DEATH CERTIFICATE

LURANIE SHEPHARD

Date:  04 March 1945
Cert:  07617
Place of Death: County: Floyd     City or Town: Lancer
Street No. or Location:  (blank) 
Length of stay in hospital or community: (blank)
Usual Residence of Deceased: State: Ky.    County: Floyd
City or Town:  Lancer
Full Name:  Luranie SHEPHARD
If Veteran Name War: (blank)
Social Security No.: (blank)
Sex, Color or Race, Marital Status: Female, White, Widowed
Husband or Wife of:  Alamander SHEPARD
Age of husband or wife if alive:  (blank)
Birth date of deceased:  29 March 1872
Age: 72 years, 11 months, 04 days
Birthplace:  Knott Co., Ky.
Occupation:  Domestic
Industry or business: (blank)
Father Name:  Bryce HANDSHOE
Father Birthplace:  Knott Co., Ky.
Mother Maiden Name:  Elizabeth STONE
Mother Birthplace:  Knott Co., Ky.
Informant:  Mrs. Polly HAMMONS, Prestonsburg, Ky.
Burial Place:  Prestonsburg, Ky.
Date:  08 March 1945
Signature of funeral director: G. D. Ryan, Martin, Ky.
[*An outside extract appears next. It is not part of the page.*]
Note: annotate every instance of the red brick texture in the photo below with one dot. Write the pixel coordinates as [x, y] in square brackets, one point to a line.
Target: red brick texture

Date received by local registrar:  25 April 1945
Registrar's Signature:  Lucy Ramsdell
Date of Death:  04 March 1945
I hereby certify that I attended deceased from 1940 to 26 February 1945, that I last saw him alive on 26 February 1945, and that death occurred on the date stated above at 6:00 a.m.
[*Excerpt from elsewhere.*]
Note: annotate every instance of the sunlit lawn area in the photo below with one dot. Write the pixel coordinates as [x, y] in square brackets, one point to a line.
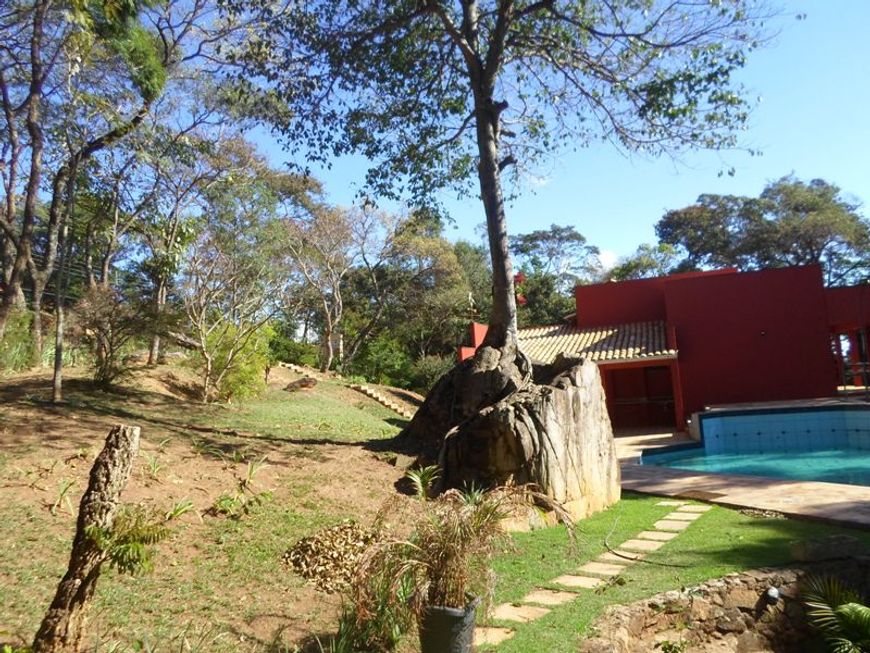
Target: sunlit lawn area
[221, 580]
Immediate cause of death:  Organic Heart Disease
Duration: (blank)
Due to: Arterio Sclerosis - Found dead in bed
Major findings of operations: (blank)
Accident, suicide, or homicide: (blank)
Date of occurrence: (blank)
Where did injury occur: (blank)
While at work: (blank)
Means of injury: (blank)
Signature & Address: A. J. Davidson, M.D., Prestonsburg, Ky.